Enfim, refletindo...buscando o aprendizado.

quinta-feira, 3 de setembro de 2015

Apresentando...O Primeiro Workshop!

      Prepare-se: você tem apenas 10 minutos para sintetizar o que foi significativo na sua aprendizagem nas disciplinas durante o semestre todo! Corre! Valendo!
     Preparar essa apresentação foi mais um dos desafios do curso de Pedagogia a Distância na UFRGS. Tentar colocar nesta curta duração uma elaboração e organização de ideias que se mostrem conjuntas, interligadas, interdependentes. Deixar expostos os aprendizados, os desafios, os problemas que encontramos pelo caminho e também definir hipóteses de trabalho.
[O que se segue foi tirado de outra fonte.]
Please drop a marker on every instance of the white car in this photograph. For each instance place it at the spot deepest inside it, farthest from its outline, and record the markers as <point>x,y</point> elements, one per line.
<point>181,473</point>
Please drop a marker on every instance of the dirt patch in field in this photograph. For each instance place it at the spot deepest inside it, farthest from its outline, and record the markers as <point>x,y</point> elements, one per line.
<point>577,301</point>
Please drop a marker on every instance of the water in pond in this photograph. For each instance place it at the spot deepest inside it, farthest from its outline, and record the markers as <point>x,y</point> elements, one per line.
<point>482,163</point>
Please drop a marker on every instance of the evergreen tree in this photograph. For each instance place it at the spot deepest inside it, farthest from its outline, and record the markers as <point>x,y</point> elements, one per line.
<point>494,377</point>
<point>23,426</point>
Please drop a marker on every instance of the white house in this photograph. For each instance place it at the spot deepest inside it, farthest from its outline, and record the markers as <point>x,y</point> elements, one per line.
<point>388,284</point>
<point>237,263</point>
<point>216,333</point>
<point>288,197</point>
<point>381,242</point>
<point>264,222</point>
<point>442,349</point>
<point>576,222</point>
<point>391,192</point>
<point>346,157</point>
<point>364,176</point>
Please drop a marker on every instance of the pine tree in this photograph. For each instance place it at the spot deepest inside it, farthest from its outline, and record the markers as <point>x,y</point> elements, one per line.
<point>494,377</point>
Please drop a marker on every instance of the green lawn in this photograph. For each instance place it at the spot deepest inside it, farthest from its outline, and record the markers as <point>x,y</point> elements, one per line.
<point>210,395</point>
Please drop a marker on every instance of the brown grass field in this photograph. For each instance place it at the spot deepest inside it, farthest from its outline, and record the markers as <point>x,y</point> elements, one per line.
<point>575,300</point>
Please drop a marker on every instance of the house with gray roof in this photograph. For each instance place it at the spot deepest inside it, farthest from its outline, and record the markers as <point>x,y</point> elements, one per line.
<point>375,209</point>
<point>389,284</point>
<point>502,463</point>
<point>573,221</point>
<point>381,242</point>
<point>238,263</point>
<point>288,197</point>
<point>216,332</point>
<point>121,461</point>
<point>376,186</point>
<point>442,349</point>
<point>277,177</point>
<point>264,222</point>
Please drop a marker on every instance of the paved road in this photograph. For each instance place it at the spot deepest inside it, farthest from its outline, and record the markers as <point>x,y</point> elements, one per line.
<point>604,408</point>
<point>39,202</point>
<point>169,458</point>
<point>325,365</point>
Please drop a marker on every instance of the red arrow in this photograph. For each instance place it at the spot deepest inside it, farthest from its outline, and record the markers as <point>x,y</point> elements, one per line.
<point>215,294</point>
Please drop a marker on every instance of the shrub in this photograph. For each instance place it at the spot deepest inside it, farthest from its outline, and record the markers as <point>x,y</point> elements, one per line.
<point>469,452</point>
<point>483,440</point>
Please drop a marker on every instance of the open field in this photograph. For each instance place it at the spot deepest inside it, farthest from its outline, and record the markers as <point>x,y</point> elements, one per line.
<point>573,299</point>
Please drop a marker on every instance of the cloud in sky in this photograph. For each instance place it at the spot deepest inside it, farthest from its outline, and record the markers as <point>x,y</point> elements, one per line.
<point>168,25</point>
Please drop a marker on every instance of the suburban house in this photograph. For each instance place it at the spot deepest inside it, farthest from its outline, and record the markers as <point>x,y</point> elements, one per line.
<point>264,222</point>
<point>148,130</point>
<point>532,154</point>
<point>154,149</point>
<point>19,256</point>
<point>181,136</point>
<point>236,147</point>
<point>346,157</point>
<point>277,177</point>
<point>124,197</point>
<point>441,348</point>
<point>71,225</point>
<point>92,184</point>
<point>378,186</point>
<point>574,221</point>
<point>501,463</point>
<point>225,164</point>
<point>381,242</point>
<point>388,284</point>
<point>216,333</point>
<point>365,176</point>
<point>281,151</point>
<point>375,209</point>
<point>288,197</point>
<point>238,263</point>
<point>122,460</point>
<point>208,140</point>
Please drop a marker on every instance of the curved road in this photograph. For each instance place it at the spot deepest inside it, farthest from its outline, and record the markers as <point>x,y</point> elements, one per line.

Ver as diferenças em si mesmo de quem éramos no início do semestre e de quem nos tornamos após este tempo vivido e as modificações que sofremos.
      Certamente, inevitavelmente, fatalmente me faltou tempo. Principalmente se a apresentação elaborada apresentar problemas tecnológicos (o vídeo que eu editei para apresentar não estava corretamente salvo). 
      Felizmente, oportunamente, satisfatoriamente pude observar nos trabalhos apresentados os processos muito semelhantes aos quais passei. Ter a constatação de que "não se está sozinha" é muito confortante.      
      Com os aprendizados das outras alunas aprendemos muito. Com os erros, também. Mas, principalmente, com as construções coletivas que podemos notar, mesmo que tenham sido feitas individualmente. Perceber que os aprendizados construídos foram também significativos para os outros, que modificaram da mesma maneira e que impactaram a forma de ver, agir e pensar.
E foi dada a largada para a construção do Segundo Workshop!